新型コロナウイルス感染症対策のための相続手続について
ざっくりポイント
  • 遺言の基本は自筆証書遺言だが伝染病隔離者遺言も利用可能な場合がある
  • 相続放棄は期間を延ばす手続をすべき
  • 納税に関しては期間延長の特例がある
目次

【Cross Talk 】新型コロナウイルス感染症対策下において相続に関する手続期間に延長はありませんか?

医療機関に従事しており、新型コロナウイルス感染症が原因でいつ万が一のことが起きてもいいように遺言を作成しておこうと思っています。遺言に関する手続や相続に関する手続は、新型コロナ感染症によって何か影響が出たりするのでしょうか。

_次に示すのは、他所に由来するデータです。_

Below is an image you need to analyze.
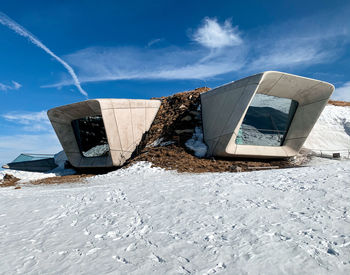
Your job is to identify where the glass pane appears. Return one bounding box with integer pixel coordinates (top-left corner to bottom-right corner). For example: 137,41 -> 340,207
236,94 -> 298,146
72,115 -> 109,157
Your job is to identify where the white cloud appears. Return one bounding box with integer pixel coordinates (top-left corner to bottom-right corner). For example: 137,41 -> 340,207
332,81 -> 350,102
42,10 -> 350,87
43,47 -> 244,87
147,38 -> 163,48
192,17 -> 243,49
1,111 -> 52,132
0,12 -> 88,96
0,80 -> 22,91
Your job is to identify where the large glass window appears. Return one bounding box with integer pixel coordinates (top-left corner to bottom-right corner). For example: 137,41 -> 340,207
236,94 -> 298,146
72,115 -> 109,157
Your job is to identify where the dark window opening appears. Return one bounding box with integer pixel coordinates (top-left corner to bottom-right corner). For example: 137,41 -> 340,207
236,94 -> 298,146
72,115 -> 109,157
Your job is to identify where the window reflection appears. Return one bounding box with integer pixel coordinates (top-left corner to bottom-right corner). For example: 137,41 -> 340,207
72,115 -> 109,157
236,94 -> 298,146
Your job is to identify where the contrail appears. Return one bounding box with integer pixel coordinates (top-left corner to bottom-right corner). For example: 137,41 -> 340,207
0,12 -> 88,97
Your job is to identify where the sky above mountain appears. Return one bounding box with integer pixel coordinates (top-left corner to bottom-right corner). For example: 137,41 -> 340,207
0,0 -> 350,164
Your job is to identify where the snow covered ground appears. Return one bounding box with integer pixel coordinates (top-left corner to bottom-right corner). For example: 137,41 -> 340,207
304,105 -> 350,157
0,161 -> 350,275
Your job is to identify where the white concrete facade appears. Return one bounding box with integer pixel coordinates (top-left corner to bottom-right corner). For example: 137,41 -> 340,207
201,71 -> 334,158
47,99 -> 161,168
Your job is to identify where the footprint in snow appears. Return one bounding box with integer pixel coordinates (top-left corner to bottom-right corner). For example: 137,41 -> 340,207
150,253 -> 165,263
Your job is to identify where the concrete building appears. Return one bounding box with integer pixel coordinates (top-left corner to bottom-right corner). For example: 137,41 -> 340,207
201,71 -> 334,158
47,99 -> 160,168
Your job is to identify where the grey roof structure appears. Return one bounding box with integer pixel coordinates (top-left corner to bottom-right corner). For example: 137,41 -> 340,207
201,71 -> 334,158
47,99 -> 160,168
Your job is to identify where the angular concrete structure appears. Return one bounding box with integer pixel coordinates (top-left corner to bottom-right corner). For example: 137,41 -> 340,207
47,99 -> 161,168
201,71 -> 334,158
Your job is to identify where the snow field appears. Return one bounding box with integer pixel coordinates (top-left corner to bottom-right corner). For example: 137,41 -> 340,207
0,161 -> 350,274
304,105 -> 350,157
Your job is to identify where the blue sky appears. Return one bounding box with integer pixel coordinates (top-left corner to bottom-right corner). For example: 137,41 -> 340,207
0,0 -> 350,164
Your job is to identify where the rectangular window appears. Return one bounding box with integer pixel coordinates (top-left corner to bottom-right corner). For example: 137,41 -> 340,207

遺言に関しては、隔離されているような場合、伝染病隔離者遺言を利用することができます。準確定申告や相続税申告で手続の延長がされるケースもあります。

新型コロナウイルス感染症で影響を受ける相続手続

2020年の初め頃から蔓延している新型コロナウイルス感染症のために、手続などで様々な制限を受けることがあります。書類を作成したり添付書類を集めたりする必要がある相続手続にも、影響が生じる可能性があります。新型コロナウイルス感染症によってどのような影響を受け、それに対してどのような対策がされているかなどについて確認しましょう。

新型コロナウイルス感染症で隔離されている場合の遺言

知っておきたい相続問題のポイント
  • 新型コロナウイルス感染症で隔離をされている場合に利用できる遺言の形式

新型コロナウイルス感染症にかかって隔離されているような場合にはどのような遺言を作成するのがいいのでしょうか。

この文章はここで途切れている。